As I said to before, if your going to change the story to fit your argument then dont waste your time. They did not breach with bullets. He shot an unknown target.
Then I expect you to do the same, the facts of the story are these:
The cop was in the home illegally
The shooter had legal justification to shoot
The jury found in favor of the shooter
End of story.
There’s something you need to understand in order for you to grasp the arguments that are coming against you.
The shooter did identify his target, as someone who had
no lawful business being inside his home and thus in the commission of a crime. “knowing your target” does not require one to get on a first name basis with the person inside their home after dark, it requires that, to the best of your ability, you identify that the target is not there on legal business. The shooter did that, because the police officer was not lawfully there. This is a far cry from the guy that shoots his teenaged daughter that has a habit of sneaking out and coming home at odd hours; the resident of the property had no reasonable expectation that anyone would lawfully be on his property, after dark, without notice or his consent.
The shining of the light into his face is not the act that justified the shoot, in fact, it’s what nearly cost the LEO his life (aside from him scaling a wall and breaking and entering into the shooter’s private home) because it made it near impossible for the shooter to positively identify his target beyond: they are not lawfully here, they have broken into my home and are in my doorway. “Knowing your target” does not require one to assume all intruders are legally there, nor does it require that one ask the person what they are doing inside the home before resorting to the option of self-defense because the time it takes to do that can (and often has) get one killed. As a private citizen inside of his or her own home, they are not required to potentially risk their own safety in order to double-check that a person that is reasonably presumed to be in the home illegally is actually there with ill intent.
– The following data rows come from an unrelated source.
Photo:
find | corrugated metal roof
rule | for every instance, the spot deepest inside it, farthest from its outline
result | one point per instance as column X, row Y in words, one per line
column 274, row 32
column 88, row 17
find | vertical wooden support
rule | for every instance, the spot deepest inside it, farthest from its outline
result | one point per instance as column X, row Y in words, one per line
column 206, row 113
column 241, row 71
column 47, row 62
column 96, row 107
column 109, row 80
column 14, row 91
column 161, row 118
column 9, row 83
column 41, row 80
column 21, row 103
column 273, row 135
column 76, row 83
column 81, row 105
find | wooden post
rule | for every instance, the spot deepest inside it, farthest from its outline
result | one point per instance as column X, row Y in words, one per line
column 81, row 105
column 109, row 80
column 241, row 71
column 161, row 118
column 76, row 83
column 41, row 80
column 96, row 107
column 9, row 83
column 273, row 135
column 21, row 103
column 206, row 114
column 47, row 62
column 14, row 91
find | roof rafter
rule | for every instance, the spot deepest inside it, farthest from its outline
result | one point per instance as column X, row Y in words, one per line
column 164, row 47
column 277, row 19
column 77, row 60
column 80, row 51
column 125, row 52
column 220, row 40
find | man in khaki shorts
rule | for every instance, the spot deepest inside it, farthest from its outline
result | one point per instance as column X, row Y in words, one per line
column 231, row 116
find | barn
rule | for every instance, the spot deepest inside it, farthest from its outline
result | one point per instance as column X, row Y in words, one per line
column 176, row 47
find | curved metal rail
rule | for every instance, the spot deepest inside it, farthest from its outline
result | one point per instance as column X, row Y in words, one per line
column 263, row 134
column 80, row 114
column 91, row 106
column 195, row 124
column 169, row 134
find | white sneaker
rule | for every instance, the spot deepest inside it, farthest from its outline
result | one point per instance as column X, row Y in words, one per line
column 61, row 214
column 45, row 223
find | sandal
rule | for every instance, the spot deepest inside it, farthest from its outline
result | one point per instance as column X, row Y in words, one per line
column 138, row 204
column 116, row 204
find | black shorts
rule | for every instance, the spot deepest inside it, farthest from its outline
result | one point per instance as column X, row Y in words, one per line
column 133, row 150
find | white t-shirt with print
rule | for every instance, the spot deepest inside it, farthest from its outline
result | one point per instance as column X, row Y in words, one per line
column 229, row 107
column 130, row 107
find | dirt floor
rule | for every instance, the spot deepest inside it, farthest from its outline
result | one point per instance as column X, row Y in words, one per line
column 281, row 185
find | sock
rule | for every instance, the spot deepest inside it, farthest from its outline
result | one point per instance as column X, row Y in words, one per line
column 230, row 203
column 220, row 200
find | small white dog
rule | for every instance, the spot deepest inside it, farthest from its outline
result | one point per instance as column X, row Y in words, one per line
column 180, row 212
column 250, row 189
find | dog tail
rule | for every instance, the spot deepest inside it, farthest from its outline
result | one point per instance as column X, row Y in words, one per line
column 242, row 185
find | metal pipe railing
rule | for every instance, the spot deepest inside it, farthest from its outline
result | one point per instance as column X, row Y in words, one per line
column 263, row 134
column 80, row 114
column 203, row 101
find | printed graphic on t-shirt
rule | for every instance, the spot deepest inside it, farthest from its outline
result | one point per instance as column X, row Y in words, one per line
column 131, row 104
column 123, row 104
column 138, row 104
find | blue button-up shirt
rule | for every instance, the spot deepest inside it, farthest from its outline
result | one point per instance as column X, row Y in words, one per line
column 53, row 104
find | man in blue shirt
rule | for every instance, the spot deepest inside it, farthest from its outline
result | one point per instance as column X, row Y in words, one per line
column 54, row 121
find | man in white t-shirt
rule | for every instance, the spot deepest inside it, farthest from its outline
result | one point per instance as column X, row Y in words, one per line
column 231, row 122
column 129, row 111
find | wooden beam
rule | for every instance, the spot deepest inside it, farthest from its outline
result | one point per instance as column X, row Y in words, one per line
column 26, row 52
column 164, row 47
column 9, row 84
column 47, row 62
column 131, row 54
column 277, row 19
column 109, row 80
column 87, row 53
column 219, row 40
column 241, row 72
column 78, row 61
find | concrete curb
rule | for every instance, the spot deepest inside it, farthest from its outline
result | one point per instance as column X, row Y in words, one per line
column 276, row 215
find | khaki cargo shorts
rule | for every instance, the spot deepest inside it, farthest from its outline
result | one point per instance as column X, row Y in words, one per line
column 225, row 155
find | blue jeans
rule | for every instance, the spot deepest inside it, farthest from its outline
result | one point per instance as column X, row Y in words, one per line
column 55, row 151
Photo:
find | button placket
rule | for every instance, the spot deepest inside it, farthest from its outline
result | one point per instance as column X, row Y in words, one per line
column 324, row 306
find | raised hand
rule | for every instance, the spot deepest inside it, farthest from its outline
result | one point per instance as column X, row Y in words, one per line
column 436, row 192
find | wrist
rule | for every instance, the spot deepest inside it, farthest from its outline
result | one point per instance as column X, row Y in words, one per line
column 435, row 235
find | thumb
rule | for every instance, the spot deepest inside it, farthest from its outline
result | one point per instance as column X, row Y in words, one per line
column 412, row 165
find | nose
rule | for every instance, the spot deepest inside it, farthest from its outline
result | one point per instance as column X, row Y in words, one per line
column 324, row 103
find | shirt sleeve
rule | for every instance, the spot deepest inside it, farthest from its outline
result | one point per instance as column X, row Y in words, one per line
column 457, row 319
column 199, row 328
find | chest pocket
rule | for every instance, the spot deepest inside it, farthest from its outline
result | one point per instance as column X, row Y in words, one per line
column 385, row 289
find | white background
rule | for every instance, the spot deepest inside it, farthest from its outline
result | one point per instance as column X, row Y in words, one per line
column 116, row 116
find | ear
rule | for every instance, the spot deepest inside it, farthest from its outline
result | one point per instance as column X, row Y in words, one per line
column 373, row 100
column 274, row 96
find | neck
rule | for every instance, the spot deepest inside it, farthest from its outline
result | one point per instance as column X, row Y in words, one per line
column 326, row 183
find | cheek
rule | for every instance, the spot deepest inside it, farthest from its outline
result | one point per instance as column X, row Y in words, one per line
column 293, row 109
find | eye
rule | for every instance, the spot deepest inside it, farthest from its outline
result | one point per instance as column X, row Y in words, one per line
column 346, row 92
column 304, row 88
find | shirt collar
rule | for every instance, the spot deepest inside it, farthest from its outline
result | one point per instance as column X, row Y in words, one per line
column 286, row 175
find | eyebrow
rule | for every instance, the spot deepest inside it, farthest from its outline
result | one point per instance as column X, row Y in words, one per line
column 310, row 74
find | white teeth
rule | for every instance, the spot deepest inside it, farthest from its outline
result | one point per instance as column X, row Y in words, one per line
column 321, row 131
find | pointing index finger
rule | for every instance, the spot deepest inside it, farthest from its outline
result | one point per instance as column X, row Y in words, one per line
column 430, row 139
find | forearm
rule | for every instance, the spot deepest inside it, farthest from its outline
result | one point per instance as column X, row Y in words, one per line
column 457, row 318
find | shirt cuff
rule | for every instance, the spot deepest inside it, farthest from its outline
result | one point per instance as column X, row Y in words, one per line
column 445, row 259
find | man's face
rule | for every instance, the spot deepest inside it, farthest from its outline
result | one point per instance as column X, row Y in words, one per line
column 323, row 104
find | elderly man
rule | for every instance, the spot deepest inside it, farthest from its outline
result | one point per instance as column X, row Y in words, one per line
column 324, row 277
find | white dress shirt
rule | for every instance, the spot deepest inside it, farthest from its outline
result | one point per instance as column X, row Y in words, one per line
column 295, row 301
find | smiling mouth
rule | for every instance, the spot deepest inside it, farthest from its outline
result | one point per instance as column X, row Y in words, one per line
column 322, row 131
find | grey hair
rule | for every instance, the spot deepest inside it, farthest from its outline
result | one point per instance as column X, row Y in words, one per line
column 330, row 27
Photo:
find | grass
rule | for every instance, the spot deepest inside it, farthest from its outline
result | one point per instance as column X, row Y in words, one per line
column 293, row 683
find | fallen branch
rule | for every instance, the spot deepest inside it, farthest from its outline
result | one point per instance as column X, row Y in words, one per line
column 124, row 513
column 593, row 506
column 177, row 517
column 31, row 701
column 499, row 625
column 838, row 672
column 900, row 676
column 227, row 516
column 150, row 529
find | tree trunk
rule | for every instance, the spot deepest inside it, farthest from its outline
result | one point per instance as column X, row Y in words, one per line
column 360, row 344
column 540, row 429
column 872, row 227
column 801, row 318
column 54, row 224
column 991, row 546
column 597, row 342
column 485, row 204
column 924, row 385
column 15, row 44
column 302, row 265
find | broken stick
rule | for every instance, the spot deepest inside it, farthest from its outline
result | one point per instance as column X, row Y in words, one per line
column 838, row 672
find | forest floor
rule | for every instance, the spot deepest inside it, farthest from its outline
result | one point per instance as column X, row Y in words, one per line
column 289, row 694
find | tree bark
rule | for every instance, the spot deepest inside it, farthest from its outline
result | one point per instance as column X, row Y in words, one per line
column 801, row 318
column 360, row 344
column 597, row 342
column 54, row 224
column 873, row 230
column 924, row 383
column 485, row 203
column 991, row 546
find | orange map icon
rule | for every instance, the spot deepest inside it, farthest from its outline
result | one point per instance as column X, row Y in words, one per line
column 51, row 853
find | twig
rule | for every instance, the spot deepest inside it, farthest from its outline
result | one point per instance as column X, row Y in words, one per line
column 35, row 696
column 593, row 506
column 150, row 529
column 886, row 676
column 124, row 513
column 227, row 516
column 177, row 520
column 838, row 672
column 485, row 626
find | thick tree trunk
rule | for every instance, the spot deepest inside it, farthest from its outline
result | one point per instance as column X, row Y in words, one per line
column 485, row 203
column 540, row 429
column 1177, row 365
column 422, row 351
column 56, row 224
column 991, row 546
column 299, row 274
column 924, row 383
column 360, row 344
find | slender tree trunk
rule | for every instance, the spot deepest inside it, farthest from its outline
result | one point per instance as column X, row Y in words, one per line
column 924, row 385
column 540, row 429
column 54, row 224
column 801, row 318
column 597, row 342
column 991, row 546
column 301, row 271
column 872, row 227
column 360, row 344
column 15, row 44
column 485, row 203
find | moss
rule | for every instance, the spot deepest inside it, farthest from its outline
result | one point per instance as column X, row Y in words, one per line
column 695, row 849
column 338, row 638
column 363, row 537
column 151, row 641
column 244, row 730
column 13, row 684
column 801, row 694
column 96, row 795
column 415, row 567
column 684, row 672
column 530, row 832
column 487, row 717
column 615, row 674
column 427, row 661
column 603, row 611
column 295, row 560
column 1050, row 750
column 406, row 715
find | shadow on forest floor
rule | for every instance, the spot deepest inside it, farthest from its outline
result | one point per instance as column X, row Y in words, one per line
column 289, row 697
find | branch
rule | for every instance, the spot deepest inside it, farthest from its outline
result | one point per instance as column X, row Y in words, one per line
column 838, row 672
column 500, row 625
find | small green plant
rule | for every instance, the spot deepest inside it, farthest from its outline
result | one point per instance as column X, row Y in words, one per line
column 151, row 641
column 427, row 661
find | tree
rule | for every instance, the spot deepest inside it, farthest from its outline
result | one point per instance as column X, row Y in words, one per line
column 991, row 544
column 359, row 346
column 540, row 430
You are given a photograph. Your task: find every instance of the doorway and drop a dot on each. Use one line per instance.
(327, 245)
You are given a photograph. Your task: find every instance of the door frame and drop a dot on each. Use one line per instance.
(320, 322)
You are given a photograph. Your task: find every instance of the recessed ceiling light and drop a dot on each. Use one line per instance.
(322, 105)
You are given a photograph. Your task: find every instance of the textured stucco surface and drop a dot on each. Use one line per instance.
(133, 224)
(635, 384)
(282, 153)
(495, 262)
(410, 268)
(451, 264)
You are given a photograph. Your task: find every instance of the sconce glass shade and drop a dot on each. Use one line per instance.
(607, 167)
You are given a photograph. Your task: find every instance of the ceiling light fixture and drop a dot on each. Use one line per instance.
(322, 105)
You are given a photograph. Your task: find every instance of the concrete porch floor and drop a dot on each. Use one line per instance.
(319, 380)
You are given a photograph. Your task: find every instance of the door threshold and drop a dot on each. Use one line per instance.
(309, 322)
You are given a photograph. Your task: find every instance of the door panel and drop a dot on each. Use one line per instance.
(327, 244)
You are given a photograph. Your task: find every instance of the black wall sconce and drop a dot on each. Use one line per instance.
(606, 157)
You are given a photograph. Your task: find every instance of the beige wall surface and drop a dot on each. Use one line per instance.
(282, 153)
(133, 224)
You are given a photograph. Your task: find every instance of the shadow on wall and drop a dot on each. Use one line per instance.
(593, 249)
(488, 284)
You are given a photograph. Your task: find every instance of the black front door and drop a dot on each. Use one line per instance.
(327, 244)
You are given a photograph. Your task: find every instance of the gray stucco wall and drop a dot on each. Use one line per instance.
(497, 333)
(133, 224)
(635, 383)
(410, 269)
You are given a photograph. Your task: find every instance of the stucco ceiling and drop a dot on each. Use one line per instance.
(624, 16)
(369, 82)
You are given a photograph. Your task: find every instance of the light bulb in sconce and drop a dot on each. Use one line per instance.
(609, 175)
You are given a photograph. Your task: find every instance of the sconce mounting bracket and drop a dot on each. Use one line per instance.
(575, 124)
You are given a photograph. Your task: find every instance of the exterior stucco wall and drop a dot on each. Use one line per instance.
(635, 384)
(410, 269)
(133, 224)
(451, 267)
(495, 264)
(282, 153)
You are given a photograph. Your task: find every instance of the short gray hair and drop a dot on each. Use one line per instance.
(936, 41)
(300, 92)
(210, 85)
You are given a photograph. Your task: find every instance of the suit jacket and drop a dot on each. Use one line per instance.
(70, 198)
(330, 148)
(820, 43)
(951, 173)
Likewise, if a plain-clothes LEO pulls a gun on someone but does not identify themselves as a police officer, and that LEO gets shot, the shooter is in the right. We are under no legal obligation to do a background check or ask twice before shooting. The legal requirement is on the law enforcement officer (or in the original case, the intruder of the home) to identify themselves and declare that their actions are legal and they are on official legal business.
The cop was shot in the back! Nobody has giving a logical explanation to how he was shot in the back while shinning a flashlight throught the window. If you dont see something wrong with that picture then fire away
The shooter fired multiple shots, the LEO was running for cover and returning fire. If there was anything sinister involved, the jury would have not acquitted the shooter. Next.